U.S. arrests 8 in online sports betting operation

NEW YORK Mon Jan 7, 2008 4:20pm EST

NEW YORK (Reuters) - U.S. authorities arrested eight people on Monday in connection with a Costa Rica-based online sports gambling operation they said made millions of dollars in profits annually.

Twelve men face charges including conspiracy and illegal gambling in an indictment unsealed on Monday in Manhattan federal court for their role in operating a gambling Web site and call center that serviced U.S.-based sports bookies.

U.S. prosecution of foreign online gambling companies has drawn criticism from such companies in Europe, who have accused the Justice Department of violating World Trade Organization rules by singling out foreign companies in such cases.

In the latest case, U.S. prosecutors said that starting in 2005 Carmen Cicalese headed the operation out of Costa Rica, charging several hundred U.S. bookies weekly fees of $15 to $30 for each gambler they registered.

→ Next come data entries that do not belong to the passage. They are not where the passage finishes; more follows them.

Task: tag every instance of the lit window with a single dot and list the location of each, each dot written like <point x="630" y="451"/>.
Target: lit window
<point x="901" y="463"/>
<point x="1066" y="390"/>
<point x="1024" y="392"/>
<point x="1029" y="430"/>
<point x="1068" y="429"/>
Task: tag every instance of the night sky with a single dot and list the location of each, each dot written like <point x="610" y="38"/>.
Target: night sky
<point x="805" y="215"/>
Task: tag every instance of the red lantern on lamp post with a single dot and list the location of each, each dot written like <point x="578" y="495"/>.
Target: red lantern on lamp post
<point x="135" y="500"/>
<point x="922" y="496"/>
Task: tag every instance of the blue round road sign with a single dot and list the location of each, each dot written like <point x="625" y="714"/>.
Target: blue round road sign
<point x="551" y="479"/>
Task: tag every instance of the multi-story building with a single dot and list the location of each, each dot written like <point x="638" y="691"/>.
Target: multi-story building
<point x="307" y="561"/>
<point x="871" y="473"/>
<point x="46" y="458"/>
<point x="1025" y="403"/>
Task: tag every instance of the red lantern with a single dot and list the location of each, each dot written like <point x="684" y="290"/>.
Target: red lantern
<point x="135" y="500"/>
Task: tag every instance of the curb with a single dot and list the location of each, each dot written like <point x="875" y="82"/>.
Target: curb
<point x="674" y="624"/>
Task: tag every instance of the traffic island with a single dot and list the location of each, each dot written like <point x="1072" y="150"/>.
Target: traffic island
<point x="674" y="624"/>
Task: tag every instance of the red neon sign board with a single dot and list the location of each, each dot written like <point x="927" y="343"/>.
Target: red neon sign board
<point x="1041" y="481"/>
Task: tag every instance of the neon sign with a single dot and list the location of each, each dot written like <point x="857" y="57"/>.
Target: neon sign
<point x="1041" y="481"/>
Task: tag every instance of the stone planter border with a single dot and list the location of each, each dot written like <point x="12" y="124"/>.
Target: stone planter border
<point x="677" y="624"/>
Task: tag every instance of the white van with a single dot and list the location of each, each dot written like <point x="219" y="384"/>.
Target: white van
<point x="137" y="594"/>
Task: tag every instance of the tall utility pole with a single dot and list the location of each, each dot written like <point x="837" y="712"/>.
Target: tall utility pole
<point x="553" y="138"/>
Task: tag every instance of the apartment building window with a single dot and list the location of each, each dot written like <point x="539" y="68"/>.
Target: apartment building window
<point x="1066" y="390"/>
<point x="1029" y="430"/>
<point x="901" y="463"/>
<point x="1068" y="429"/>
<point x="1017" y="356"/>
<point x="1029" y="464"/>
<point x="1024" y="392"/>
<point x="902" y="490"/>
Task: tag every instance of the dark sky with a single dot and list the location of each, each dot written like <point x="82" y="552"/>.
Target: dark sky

The gamblers then placed sports bets either via a toll-free number or on Web sites including datawager.com and betwestsports.com, the indictment said. While the operation set the odds for the bets, the payouts were left to the bookies, authorities said.

U.S.-based "runners" for the operation collected the fees and transferred the money back to Costa Rica through couriers, credit cards and electronic funds bank transfers.

Eight arrests were made in the states of New York, Massachusetts and Maryland. Cicalese remains at large, authorities said.

In December the European Union agreed to let Washington withdraw a 13-year-old commitment to allow foreign firms to offer gambling services in exchange for U.S. trade concessions in other areas.

The deal followed U.S. legislation in 2006 that made it illegal for credit card companies to accept charges for online gambling, effectively closing the market to foreign companies.

These and other laws effectively make it illegal in the United States to offer online gambling, which federal authorities fear could be used to launder money.